The Supply Side: Retail Experts, Suppliers Discuss Shelf Success

by Kim Souza ([email protected]) 117 views 

Selling to Wal-Mart and other big box retailers can be a path to business success. But if you ask to play with the big box folks, you better be ready to deliver.

Burt Hanna, founder of Fayetteville-based Hanna’s Candles, said selling to Wal-Mart before you are ready can be a fatal mistake. He said staying nimble and ahead of, or on trend with, consumer whims is also critical.

“I built up sales with about 5,000 other small retail outlets before I got my first order from Wal-Mart. We managed to fill Wal-Mart’s order for 345,000 bags of popouri in 1989 in just 45 days time, but it took everything we had to pull it off,” Hanna shared at the Selling to the Masses CPG (consumer packaged goods) School held in Bentonville on Thursday (Oct. 21).

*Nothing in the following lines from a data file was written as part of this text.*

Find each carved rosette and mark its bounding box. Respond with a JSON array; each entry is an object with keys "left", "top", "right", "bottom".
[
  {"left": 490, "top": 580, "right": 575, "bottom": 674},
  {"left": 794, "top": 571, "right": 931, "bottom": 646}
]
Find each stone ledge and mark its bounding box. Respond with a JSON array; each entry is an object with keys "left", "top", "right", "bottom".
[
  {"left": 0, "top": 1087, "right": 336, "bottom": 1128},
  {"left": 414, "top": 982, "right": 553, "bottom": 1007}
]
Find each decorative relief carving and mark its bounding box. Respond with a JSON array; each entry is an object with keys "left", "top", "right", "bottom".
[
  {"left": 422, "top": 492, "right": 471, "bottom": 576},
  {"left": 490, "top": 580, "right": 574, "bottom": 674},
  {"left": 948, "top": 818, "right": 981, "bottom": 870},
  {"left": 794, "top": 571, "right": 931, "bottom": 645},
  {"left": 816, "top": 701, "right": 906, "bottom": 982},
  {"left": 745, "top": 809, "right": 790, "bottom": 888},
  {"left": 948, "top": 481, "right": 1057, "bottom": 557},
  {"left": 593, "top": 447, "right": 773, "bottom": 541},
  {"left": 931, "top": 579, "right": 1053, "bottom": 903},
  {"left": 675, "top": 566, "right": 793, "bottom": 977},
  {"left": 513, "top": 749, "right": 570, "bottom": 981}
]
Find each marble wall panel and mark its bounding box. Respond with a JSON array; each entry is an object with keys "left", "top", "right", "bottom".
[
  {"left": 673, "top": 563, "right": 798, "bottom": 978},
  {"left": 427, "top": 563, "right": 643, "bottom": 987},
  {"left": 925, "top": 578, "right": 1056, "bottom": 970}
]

Hanna said he was afraid of Wal-Mart in the early years of his business because he knew that he could not fund, nor keep up with demand without losing his other business.

It would be 10 years before Hanna got another order with Wal-Mart and that was because the retailer called him. Hanna now supplies the MainStay private label candles and wax melts to Wal-Mart. He said being willing to change with the times and revamp the business to suit the latest trends has helped him stay on the shelf at Wal-Mart.

“I didn’t know anything about making candles, but I learned. I went to Germany to seek out the machinery needed and ended up building my own candle press just to fill Wal-Mart’s first candle order,” he said.

‘FAIL FAST’ AND GET BACK UP
Victoria Lynden, founder of Austin-based Kohana Coffee, is a supplier to Whole Foods and Central Market, but her best selling item is a product she created out of necessity. Lynden said eight years ago when she began selling slow roasted coffee beans to Whole Foods in Austin she wanted to demonstrate the product to consumers.

“It was at least 110 degrees in Austin, Texas, in mid-July and there we were in the parking lot trying to get consumers to taste our hot coffee. Nobody wants to drink hot coffee when it’s that hot outside,” Lynden said at the CPG School event.

In a bit of desperation, Lynden said she went home and figured out a way to serve chilled coffee that had been slow roasted and returned to the parking lot to test the product.

“People loved it. They began going into Whole Foods and asking for the chilled coffee, which Whole Foods did not sell at the time. They didn’t like me demonstrating product that they did not have available, so I had to figure out a way to make a shelf stable cold brew coffee product,” Lynden said.

She traveled to California to meet with a farmer who had developed a water filtration process for conservation purposes. Together they developed a patented filtration process to make shelf-stable cold brew coffee, somewhat ahead of its time.

“We started with 200 cases sold in Whole Foods (in) Austin and that quickly spread through Whole Foods and the west coast. Today the company is valued at over $100 million,” Lynden said.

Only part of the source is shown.